それと、「エスカフローネ」や「カウボーイビバップ」(1998年)もそうなんですけど、90年代後半のサンライズ第2スタジオには「サンライズ伝統の斬新な新しいメカ物を俺たちでつくろうぜ」という熱気が渦巻いていました。反骨心の旺盛なスタジオでしたね。また、演出も彩色も動画も、メカデザイナーまで同じフロアに机を並べていて、とてもよい環境でした。
── 「エスカフローネ」と「ビバップ」をプロデュースした南雅彦さんの存在が大きいかと思うのですが、いかがですか? 山根 南さんがまた、変な人ばかり連れてくるんですよ。僕も変わっているけど、ナベシン(渡辺信一郎監督)とかね(笑)。その後の第1スタジオの「無限のリヴァイアス」(1999年)では、初めてアニメを監督する谷口悟朗さんと組めたし、めぐり合わせがよかったんでしょうね。僕自身もパターンに従った作品ではなくて、オリジナリティの強い作品で個性的なデザインをやりたかったので。
── 「ビバップ」は、プラモデル化を前提とした企画でしたね。 山根 そう、バンダイホビー事業部の主導でした。メカデザイナーはコンペで選ばれることになったのですが、僕自身はあまりホビー化されることは意識せずに自由に描きました。変形はしないし尖っているしオモチャ向きのデザインではないけど、ナベシンが選んでくれました。
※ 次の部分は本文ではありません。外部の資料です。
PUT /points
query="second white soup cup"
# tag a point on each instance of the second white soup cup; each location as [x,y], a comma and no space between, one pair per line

今回、フランスで「ビバップ」のファンや記者たちと話す機会があって、「世界観とのマッチングが素晴らしい」「とても工業性を感じるデザインだ」と鋭く分析してもらえて、とてもうれしかったです。
── 工業性と言っても、理屈や設定ではなくて、フォルムで見せるメカですよね。 山根 「ビバップ」の世界の共通概念として、「モノポッド」という宇宙服の代わりになる独立したコクピットを考えました。まあ、モノポッドが壊れたら空気がもれちゃうので最終的には宇宙服を着ないといけないからウソではあるんだけど、モノポッドを設定したことで、フォルムや機械としての説得力が上がったんじゃないでしょうか。あと、ガラスの球体って潜水艇みたいで、海の中を進むようなロマンがありますよね。
── モノポッドを内蔵する3機のメカが「ビバップ」の主役ですね。 山根 主役メカには「スター・ウォーズ」に登場する「Xウイング」や「Yウイング」のようにフォルムに共通する記号を与えたくて、すべて魚の名前をつけました。“ソードフィッシュII”はシルエットがメカジキ(swordfish)に似ているし、お腹にビーム砲をつけたら魚雷を下げた「フェアリー ソードフィッシュ」(第二次世界大戦時の戦闘機)ともイメージが重なってくる。それと、僕の好きな「老人と海」のメカジキもヒントで、ヘミングウェイの小説の雰囲気とスパイクという孤高のキャラクター性がマッチするように思ったんです。
“レッドテイル”は、レッドテールキャットというナマズの名前から。毒のあるナマズも多いので、かわいいシルエットなんだけど毒がある――どことなく、フェイのキャラクターと重なりますよね。“ハンマーヘッド”はシュモクザメなんですけど、最初は魚の形から外れていました。だけど、せっかくカジキ、ナマズと続いたんだからサメ形にしたい。それと、ハードボイルドな作品なので、各機体には車のイメージも入れてあります。ジェットは体の大きいキャラクターだから、アメ車のような横幅の広いボンネットで、それにシュモクザメのシルエットを加えました。つまり、デザインに2つか3つの意味を重ねられています。そういう事が、メカニックの説得力とキャラクター性を増すんですね。